D’autres mythes racontent que les femmes n’auraient jamais de désir sexuel: elles seraient des êtres sans libido, ne se masturbant pas ou très peu (alors qu’à d’autres époques, on pensait que les femmes étaient totalement accros au sexe… ce qui était bien sûr très mal vu, comme tout ce qui a trait à la sexualité des femmes). Le corps des femmes est toujours stigmatisé : nos vulves serait laides et sales, tout comme nos règles et toute autre sécrétion pouvant émaner de notre intimité. Or, tout cela est parfaitement normal et bénéfique pour notre corps !
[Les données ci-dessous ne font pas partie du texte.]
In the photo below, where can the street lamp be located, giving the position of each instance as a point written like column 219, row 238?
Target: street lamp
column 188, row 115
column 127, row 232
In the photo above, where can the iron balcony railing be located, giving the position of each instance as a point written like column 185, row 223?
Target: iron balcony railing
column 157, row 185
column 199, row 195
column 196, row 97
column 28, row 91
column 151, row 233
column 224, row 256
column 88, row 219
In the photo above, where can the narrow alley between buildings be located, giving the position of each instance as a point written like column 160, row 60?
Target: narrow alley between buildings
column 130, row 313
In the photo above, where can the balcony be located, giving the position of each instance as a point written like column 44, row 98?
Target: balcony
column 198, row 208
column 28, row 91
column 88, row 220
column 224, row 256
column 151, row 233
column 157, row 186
Selon les mythes, il existerait deux types de femmes et pas plus : d’un côté, les chastes « madones », qui seront de bonnes épouses et de bonnes mères et les « putains » dévergondées réduites au rang d’objets sexuels, dont les hommes pourraient se servir comme bon leur semble. Cette dichotomie vient corroborer l’importance fondamentale de la virginité et de l’hymen, l’organe qui lui serait dédié et qui se déchirerait lors du « premier » rapport, entraînant douleur et saignements…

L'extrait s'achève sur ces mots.